Wednesday 23 October, 2019

Venezuela's congress names new leader, vows to battle Maduro

Venezuelan lawmaker Juan Guaido swears in as President of the National Assembly in Caracas, Venezuela, Saturday, Jan. 5, 2019. (AP Photo/Fernando Llano)

Venezuelan lawmaker Juan Guaido swears in as President of the National Assembly in Caracas, Venezuela, Saturday, Jan. 5, 2019. (AP Photo/Fernando Llano)

Venezuela's opposition-controlled congress opened its first session of the year Saturday, installing a fresh-faced leader who struck a defiant tone and vowed to take up the battle against socialist President Nicolas Maduro.

Juan Guaido assumes the presidency of the National Assembly stripped of power by Maduro, whose government is blamed for leading the once-wealthy oil nation into a historic political and humanitarian crisis.

Speaking to legislators, Guaido named off several opposition politicians and opponents of Maduro's government who have been jailed, driven into exile or killed. He said desperation has driven masses of common citizens to flee abroad looking for work, he said.

"We are under an oppressive system," he said. "It's not just that — it is miserable."

Tall and youthful, Guaido represents the next generation of Venezuelan political opposition, taking up the assembly's leadership following 74-year-old Omar Barboza.

An industrial engineer and former student leader, Guaido is from the same political party as Leopoldo Lopez, Venezuela's most popular opposition leader under house arrest and considered by government opponents to be a political prisoner.
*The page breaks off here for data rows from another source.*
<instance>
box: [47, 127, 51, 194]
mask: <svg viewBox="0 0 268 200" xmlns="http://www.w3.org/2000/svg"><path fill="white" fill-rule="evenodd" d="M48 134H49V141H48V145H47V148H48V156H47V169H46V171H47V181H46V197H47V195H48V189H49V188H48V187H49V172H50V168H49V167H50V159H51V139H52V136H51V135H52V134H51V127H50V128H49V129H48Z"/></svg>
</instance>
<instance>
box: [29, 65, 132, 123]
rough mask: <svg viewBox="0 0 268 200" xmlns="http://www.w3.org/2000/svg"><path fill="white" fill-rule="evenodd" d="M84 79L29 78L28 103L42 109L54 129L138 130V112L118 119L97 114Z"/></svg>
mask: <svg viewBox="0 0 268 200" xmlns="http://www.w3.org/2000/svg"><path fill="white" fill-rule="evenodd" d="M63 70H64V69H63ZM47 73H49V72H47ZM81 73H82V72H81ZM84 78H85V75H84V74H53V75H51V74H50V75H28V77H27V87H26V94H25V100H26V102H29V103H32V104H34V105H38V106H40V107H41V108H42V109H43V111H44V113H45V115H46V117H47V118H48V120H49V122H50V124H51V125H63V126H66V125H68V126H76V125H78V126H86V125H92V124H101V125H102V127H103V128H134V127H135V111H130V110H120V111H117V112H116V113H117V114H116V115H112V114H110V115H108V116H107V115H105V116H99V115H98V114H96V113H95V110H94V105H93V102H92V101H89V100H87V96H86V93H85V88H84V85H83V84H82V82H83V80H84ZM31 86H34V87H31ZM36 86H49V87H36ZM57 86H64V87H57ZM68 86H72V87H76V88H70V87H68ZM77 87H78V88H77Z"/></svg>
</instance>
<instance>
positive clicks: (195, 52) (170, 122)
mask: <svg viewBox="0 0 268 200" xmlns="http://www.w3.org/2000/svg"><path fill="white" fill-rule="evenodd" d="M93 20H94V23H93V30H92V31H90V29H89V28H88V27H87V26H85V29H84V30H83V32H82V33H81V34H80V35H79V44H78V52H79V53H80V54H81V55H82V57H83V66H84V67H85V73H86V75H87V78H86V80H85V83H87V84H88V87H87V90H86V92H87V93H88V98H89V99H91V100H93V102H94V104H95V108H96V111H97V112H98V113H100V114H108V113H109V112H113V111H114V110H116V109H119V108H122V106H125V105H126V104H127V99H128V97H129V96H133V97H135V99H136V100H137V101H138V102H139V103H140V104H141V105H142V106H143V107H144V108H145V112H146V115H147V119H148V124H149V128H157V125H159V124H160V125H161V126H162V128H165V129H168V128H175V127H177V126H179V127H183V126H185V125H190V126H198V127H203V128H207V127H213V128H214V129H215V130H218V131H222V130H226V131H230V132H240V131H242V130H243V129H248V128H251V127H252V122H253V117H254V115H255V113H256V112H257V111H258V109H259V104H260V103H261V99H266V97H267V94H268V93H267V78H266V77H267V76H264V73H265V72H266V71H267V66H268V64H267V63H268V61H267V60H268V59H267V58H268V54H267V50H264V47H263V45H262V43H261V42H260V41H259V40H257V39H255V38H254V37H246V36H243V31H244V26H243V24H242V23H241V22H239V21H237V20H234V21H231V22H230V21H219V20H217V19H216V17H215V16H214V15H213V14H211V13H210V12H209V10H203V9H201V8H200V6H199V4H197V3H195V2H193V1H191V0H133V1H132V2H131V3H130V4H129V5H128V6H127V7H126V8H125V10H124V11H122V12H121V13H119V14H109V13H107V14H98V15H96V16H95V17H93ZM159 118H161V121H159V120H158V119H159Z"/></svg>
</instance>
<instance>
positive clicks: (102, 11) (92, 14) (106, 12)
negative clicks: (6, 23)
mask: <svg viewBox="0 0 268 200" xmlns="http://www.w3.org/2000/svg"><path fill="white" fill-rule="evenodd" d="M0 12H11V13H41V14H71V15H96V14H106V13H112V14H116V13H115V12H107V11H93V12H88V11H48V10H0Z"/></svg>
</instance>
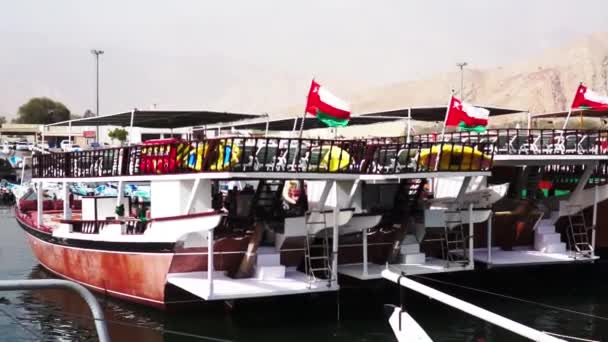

Guaido called Maduro a dictator whose legitimacy has run out. Venezuela is living a "dark but transitional" moment of its history, he said, adding that among its first acts congress will create a transitional body to restore constitutional order, but he offered no details.

Foreign diplomats from the United States, Canada, Japan, Italy and Germany attended the assembly's inaugural session in a show of solidarity.

It opened days before Maduro's inauguration to a second, six-year term widely condemned as illegitimate after he declared victory in the May 20 election considered a sham by many foreign powers.

As international pressure mounts, a dozen Latin American countries and Canada on Friday urged Maduro to cede power and hand it over to congress until a valid president is elected and democracy restored.

Venezuelan officials accuse the coalition of taking orders directly from U.S. President Donald Trump, who they frequently accuse of spearheading an economic war against Venezuela.

"Those of us here are fighting every day to restore democracy," Guaido said. "We want the protection of the rule of law. We want the Venezuelans to be protected, because we believe in life."